Bien évidemment c'est un petit maillon dans la chaîne mais le sous-estimer ne rend service à personne et surtout pas aux enfants dont le service public a la charge.

La Ville, en faisant si peu de cas de cette ressource pourtant essentielle se prive et son personnel avec, d'une reconnaissance et d'un rayonnement qui serait tout à son honneur.

Pour provisoirement conclure, la réforme, avec l'accès à la catégorie B, a réorganisé partiellement la filière animation dans son sens structurel et crée un début d'ouverture pour ce métier.

Une ouverture vers le management, l'administratif mais bien peu vers l'acte même d'animer.

Aucune reconnaissance ni valorisation de l'expertise nécessaire dans le domaine des contenus et des démarches n'a jusqu'alors été mise en perspective et bénéficiée aux agents impliqués.
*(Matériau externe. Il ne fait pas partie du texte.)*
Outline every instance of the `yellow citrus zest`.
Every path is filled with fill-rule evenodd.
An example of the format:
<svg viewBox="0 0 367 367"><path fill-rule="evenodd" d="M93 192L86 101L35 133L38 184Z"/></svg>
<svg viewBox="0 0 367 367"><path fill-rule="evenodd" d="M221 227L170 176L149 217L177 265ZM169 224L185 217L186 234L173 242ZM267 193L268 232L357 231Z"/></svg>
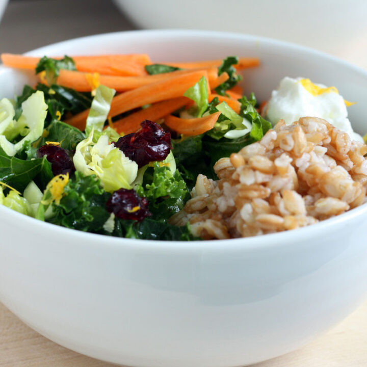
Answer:
<svg viewBox="0 0 367 367"><path fill-rule="evenodd" d="M49 182L46 187L46 190L49 190L52 196L52 201L55 201L57 205L60 204L60 201L64 196L64 189L69 182L69 174L60 174L55 176Z"/></svg>
<svg viewBox="0 0 367 367"><path fill-rule="evenodd" d="M94 96L96 95L96 90L99 86L99 74L93 73L93 74L86 74L86 79L88 84L92 88L91 94Z"/></svg>
<svg viewBox="0 0 367 367"><path fill-rule="evenodd" d="M127 212L128 213L135 213L136 212L137 212L138 210L140 209L140 207L138 205L137 206L134 206L132 209L128 209Z"/></svg>

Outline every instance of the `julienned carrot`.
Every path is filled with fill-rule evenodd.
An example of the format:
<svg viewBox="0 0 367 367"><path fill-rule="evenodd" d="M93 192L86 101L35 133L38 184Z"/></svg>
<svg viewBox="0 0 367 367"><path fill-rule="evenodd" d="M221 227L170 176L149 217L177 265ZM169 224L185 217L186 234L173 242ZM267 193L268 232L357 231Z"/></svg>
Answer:
<svg viewBox="0 0 367 367"><path fill-rule="evenodd" d="M213 81L211 83L212 89L214 89L216 88L222 83L224 83L229 77L229 75L226 72L222 73L215 81Z"/></svg>
<svg viewBox="0 0 367 367"><path fill-rule="evenodd" d="M199 67L209 67L211 66L220 66L222 64L222 60L208 60L206 61L199 61L197 62L185 63L162 63L166 65L182 69L192 69ZM239 58L238 64L234 65L237 69L245 69L253 66L258 66L260 64L260 60L257 58Z"/></svg>
<svg viewBox="0 0 367 367"><path fill-rule="evenodd" d="M113 123L114 128L119 133L135 133L140 126L140 123L148 119L155 121L166 115L174 112L184 106L190 100L186 97L178 97L172 99L157 102L148 108L140 110L126 117Z"/></svg>
<svg viewBox="0 0 367 367"><path fill-rule="evenodd" d="M206 70L173 76L119 94L112 100L109 117L117 116L144 104L181 97L202 76L204 76L207 80ZM209 92L210 86L208 83L207 84ZM66 122L83 130L89 113L89 110L87 110L75 115Z"/></svg>
<svg viewBox="0 0 367 367"><path fill-rule="evenodd" d="M1 59L6 66L20 69L35 69L40 60L39 57L12 54L3 54ZM150 63L145 54L74 56L73 59L76 70L106 75L146 75L145 65Z"/></svg>
<svg viewBox="0 0 367 367"><path fill-rule="evenodd" d="M199 135L212 129L221 114L216 112L204 117L181 119L169 115L165 117L165 123L170 128L185 135Z"/></svg>
<svg viewBox="0 0 367 367"><path fill-rule="evenodd" d="M211 68L207 71L208 80L211 86L216 85L222 80L228 78L227 73L223 73L218 76L218 69ZM115 89L117 92L123 92L135 89L144 85L155 83L160 80L172 78L178 75L192 72L190 70L177 70L170 73L157 74L156 75L145 75L143 76L120 76L114 75L95 75L83 73L80 71L61 69L57 79L57 84L73 88L78 92L90 92L95 88L95 83L91 83L91 77L95 80L97 84ZM224 75L222 77L222 75ZM221 83L219 83L220 84Z"/></svg>
<svg viewBox="0 0 367 367"><path fill-rule="evenodd" d="M2 54L1 60L6 66L17 69L35 69L40 58L33 56Z"/></svg>
<svg viewBox="0 0 367 367"><path fill-rule="evenodd" d="M98 58L93 60L74 58L79 71L98 72L110 75L135 76L148 75L144 65L130 60L119 60L113 57Z"/></svg>
<svg viewBox="0 0 367 367"><path fill-rule="evenodd" d="M208 97L209 102L211 102L216 97L218 97L219 102L226 102L227 104L237 113L239 114L241 111L241 103L235 99L225 96L219 95L213 93L210 94Z"/></svg>

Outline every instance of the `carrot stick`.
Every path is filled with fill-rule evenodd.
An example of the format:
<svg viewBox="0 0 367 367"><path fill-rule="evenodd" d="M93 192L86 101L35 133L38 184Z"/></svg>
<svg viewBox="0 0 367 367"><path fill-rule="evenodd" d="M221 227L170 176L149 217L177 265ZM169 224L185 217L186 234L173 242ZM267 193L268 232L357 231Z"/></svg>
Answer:
<svg viewBox="0 0 367 367"><path fill-rule="evenodd" d="M157 102L150 107L140 110L113 123L114 128L119 133L135 133L139 129L142 121L148 119L155 121L166 115L174 112L184 106L189 100L186 97Z"/></svg>
<svg viewBox="0 0 367 367"><path fill-rule="evenodd" d="M35 69L40 58L12 54L2 54L1 60L6 66L17 69Z"/></svg>
<svg viewBox="0 0 367 367"><path fill-rule="evenodd" d="M204 117L193 119L181 119L169 115L165 117L165 123L179 134L193 136L212 129L220 114L220 112L216 112Z"/></svg>
<svg viewBox="0 0 367 367"><path fill-rule="evenodd" d="M208 100L209 102L211 102L216 97L218 97L219 102L226 102L237 114L240 113L240 111L241 111L241 103L238 100L215 93L209 95Z"/></svg>
<svg viewBox="0 0 367 367"><path fill-rule="evenodd" d="M170 66L182 68L182 69L192 69L199 67L209 67L211 66L220 66L222 64L222 60L208 60L197 62L185 63L162 63ZM248 67L258 66L260 64L260 60L257 58L239 58L239 63L234 65L237 69L245 69Z"/></svg>
<svg viewBox="0 0 367 367"><path fill-rule="evenodd" d="M226 73L222 73L215 81L213 81L211 83L211 87L212 89L216 88L218 86L220 86L222 83L224 83L228 78L229 75Z"/></svg>
<svg viewBox="0 0 367 367"><path fill-rule="evenodd" d="M144 85L150 84L160 80L168 79L178 75L187 74L192 72L191 70L177 70L170 73L157 74L156 75L145 75L144 76L120 76L114 75L98 75L96 80L99 84L106 86L115 89L117 92L124 92L135 89ZM209 84L212 86L218 84L218 81L225 79L227 74L223 73L218 76L218 69L216 68L209 69L207 70ZM78 92L90 92L95 87L90 83L91 74L82 73L80 71L73 71L61 69L57 80L57 84L75 89ZM228 78L228 75L227 75Z"/></svg>
<svg viewBox="0 0 367 367"><path fill-rule="evenodd" d="M144 104L180 97L203 76L207 80L207 72L205 70L183 74L119 94L112 100L108 116L115 116ZM209 86L208 83L207 84ZM87 110L73 116L66 122L83 130L85 127L89 113L89 110Z"/></svg>

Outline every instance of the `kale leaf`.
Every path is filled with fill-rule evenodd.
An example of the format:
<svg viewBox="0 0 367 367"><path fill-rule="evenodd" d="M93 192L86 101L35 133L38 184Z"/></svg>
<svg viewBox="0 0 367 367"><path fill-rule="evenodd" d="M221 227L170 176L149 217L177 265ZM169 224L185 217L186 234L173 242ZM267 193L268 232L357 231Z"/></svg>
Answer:
<svg viewBox="0 0 367 367"><path fill-rule="evenodd" d="M46 79L49 85L56 82L60 75L60 69L76 70L74 60L68 56L65 56L63 59L56 60L44 56L42 58L36 67L36 73L41 71L46 72Z"/></svg>
<svg viewBox="0 0 367 367"><path fill-rule="evenodd" d="M37 158L31 161L10 157L0 148L0 181L11 186L20 192L28 184L39 174L40 180L49 180L54 176L49 176L51 165L46 157Z"/></svg>
<svg viewBox="0 0 367 367"><path fill-rule="evenodd" d="M235 69L233 65L238 64L239 59L237 56L228 56L224 59L222 64L218 68L218 75L226 72L229 77L224 83L222 83L216 89L216 92L220 95L226 95L226 91L234 87L242 78L241 75L237 74Z"/></svg>
<svg viewBox="0 0 367 367"><path fill-rule="evenodd" d="M118 220L112 235L118 237L160 241L194 241L200 239L192 235L188 225L179 227L164 221L150 218L145 218L142 222L138 222Z"/></svg>
<svg viewBox="0 0 367 367"><path fill-rule="evenodd" d="M64 189L65 196L53 205L55 224L78 230L104 233L103 226L110 217L106 202L111 196L94 175L84 176L76 172Z"/></svg>
<svg viewBox="0 0 367 367"><path fill-rule="evenodd" d="M150 65L145 66L145 70L149 75L155 75L155 74L163 74L167 72L171 72L177 70L181 70L180 68L169 65L163 65L162 64L152 64Z"/></svg>
<svg viewBox="0 0 367 367"><path fill-rule="evenodd" d="M241 103L240 116L252 124L252 128L250 132L252 141L250 143L260 140L266 132L272 128L271 123L263 118L256 110L255 106L256 99L253 93L251 94L248 99L244 96L239 101Z"/></svg>
<svg viewBox="0 0 367 367"><path fill-rule="evenodd" d="M172 174L169 167L153 164L152 172L148 168L143 184L139 185L138 194L148 199L149 211L156 219L168 219L184 207L190 197L189 190L180 173Z"/></svg>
A l'heure se profile une école des métiers de la DASCO va-t-on enfin se rendre compte qu'intervenir auprès des enfants (et non seulement auprès des adultes) avec des compétences spécifiques et transversales comme les personnes ressources ou les animatrices, animateurs lecture appelle une réelle reconnaissance et valorisation salariale. C'est à dire enfin agir pour que le fond soit aussi, sinon plus, essentiel que la forme ! A moins que cette belle coquille vide fasse l'affaire pour briller dans la vitrine...

Le SUPAP-FSU revendique dans un premier temps une revalorisation conséquente de la prime pour les animatrices et animateurs lecture et soutient la légitimité de l'accès à la catégorie B pour toutes celles et tous ceux qui exercent des missions spécifiques d'animation !

Cependant n'oublions pas en ce début d'année de nous réjouir de l'obtention du retour du regroupement d'horaires et de la décharge de septembre, les quinze premiers jours d'école. Le bon sens et le respect de la spécificité de nos projets ont prévalu, nous continuerons en 2018 d’œuvrer dans ce sens.